[CVPR'21] Projecting Your View Attentively: Monocular Road Scene Layout Estimation via Cross-view Transformation

Overview

Projecting Your View Attentively: Monocular Road Scene Layout Estimation via Cross-view Transformation

Weixiang Yang, Qi Li, Wenxi Liu, Yuanlong Yu, Yuexin Ma, Shengfeng He, Jia Pan

Paper

Accepted to CVPR 2021

图片

Abstract

HD map reconstruction is crucial for autonomous driving. LiDAR-based methods are limited due to the deployed expensive sensors and time-consuming computation. Camera-based methods usually need to separately perform road segmentation and view transformation, which often causes distortion and the absence of content.  To push the limits of the technology, we present a novel framework that enables reconstructing a local map formed by road layout and vehicle occupancy in the bird's-eye view given a front-view monocular image only.  In particular, we propose a cross-view transformation module, which takes the constraint of cycle consistency between views into account and makes full use of their correlation to strengthen the view transformation and scene understanding. Considering the relationship between vehicles and roads, we also design a context-aware discriminator to further refine the results. Experiments on public benchmarks show that our method achieves the state-of-the-art performance in the tasks of road layout estimation and vehicle occupancy estimation. Especially for the latter task, our model outperforms all competitors by a large margin. Furthermore, our model runs at 35 FPS on a single GPU, which is efficient and applicable for real-time panorama HD map reconstruction.

Contributions

  • We propose a novel framework that reconstructs a local map formed by top-view road scene layout and vehicle occupancy using a single monocular front-view image only.
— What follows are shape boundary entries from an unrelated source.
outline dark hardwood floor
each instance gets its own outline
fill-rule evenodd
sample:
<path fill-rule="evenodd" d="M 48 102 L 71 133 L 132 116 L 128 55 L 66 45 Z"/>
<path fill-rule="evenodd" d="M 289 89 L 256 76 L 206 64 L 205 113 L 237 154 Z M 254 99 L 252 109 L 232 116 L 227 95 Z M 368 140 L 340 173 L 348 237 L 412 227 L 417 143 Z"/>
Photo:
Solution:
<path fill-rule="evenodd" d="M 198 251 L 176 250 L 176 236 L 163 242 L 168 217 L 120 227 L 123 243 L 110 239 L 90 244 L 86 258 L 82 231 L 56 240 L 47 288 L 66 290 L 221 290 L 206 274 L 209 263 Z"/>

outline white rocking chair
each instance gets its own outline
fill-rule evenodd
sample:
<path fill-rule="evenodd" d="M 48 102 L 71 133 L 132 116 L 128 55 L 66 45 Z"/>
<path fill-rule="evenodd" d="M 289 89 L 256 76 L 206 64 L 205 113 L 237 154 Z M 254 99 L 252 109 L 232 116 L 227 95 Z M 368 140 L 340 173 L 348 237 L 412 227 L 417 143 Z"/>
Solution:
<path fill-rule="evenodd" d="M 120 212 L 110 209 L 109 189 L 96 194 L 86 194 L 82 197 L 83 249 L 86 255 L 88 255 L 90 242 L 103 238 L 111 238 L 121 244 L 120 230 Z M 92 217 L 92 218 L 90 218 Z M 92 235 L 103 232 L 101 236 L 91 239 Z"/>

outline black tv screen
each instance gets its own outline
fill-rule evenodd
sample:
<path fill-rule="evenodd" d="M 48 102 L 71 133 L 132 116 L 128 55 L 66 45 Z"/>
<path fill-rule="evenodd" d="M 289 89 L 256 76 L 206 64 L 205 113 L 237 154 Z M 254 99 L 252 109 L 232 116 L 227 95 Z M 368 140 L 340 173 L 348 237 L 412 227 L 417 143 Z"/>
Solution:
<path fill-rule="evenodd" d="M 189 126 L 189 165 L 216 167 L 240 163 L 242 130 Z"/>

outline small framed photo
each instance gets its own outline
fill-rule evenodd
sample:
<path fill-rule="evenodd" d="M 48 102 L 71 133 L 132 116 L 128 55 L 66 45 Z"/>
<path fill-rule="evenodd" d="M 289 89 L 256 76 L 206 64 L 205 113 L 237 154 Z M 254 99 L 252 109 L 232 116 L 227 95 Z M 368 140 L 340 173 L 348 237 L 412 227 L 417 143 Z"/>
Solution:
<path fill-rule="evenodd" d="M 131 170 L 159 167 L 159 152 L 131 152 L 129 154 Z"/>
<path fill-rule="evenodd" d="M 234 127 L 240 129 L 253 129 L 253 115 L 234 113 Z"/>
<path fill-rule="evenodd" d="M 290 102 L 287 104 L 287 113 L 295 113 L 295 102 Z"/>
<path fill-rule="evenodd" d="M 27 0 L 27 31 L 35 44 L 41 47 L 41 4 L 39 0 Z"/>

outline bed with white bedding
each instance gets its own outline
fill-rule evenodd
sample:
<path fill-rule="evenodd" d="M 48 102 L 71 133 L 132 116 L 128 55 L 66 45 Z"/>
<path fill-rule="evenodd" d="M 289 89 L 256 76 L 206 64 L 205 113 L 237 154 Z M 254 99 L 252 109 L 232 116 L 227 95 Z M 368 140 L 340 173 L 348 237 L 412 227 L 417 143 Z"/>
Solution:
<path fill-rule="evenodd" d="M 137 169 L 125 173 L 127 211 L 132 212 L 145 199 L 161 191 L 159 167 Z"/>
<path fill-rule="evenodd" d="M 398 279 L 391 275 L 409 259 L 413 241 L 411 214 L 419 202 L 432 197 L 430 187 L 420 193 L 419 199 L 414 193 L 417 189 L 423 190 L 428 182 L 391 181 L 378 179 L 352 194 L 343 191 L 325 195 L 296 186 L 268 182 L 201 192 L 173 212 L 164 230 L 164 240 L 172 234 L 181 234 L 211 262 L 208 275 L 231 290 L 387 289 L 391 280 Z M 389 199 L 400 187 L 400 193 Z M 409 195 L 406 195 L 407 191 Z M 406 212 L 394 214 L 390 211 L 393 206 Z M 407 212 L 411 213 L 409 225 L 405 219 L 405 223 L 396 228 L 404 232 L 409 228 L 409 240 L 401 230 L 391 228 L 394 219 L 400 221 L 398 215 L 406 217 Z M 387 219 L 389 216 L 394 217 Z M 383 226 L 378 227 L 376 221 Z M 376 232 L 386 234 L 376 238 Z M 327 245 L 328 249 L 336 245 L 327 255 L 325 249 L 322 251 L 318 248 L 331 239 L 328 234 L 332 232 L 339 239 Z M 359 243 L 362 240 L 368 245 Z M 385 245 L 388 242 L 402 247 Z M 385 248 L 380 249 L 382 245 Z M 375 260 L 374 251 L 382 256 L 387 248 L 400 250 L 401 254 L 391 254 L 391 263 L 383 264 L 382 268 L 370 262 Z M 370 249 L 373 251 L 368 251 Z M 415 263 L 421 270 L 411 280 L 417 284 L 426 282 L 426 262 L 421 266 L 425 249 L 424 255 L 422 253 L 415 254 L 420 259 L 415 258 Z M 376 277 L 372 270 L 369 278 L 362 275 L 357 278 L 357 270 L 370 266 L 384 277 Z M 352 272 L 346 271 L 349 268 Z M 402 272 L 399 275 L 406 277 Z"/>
In particular, we propose a cross-view transformation module which leverages the cycle consistency between views and their correlation to strengthen the view transformation.
  • We also propose a context-aware discriminator that considers the spatial relationship between vehicles and roads in the task of estimating vehicle occupancies.
  • On public benchmarks, it is demonstrated that our model achieves the state-of-the-art performance for the tasks of road layout and vehicle occupancy estimation.

Approach overview

图片

Repository Structure

cross-view/
├── crossView            # Contains scripts for dataloaders and network/model architecture
└── datasets             # Contains datasets
    ├── argoverse        # argoverse dataset
    ├── kitti            # kitti dataset 
├── log                  # Contains a log of network/model
├── losses               # Contains scripts for loss of network/model
├── models               # Contains the saved model of the network/model
├── output               # Contains output of network/model
└── splits
    ├── 3Dobject         # Training and testing splits for KITTI 3DObject Detection dataset 
    ├── argo             # Training and testing splits for Argoverse Tracking v1.0 dataset
    ├── odometry         # Training and testing splits for KITTI Odometry dataset
    └── raw              # Training and testing splits for KITTI RAW dataset(based on Schulter et. al.)

Installation

We recommend setting up a Python 3.7 and Pytorch 1.0 Virtual Environment and installing all the dependencies listed in the requirements file.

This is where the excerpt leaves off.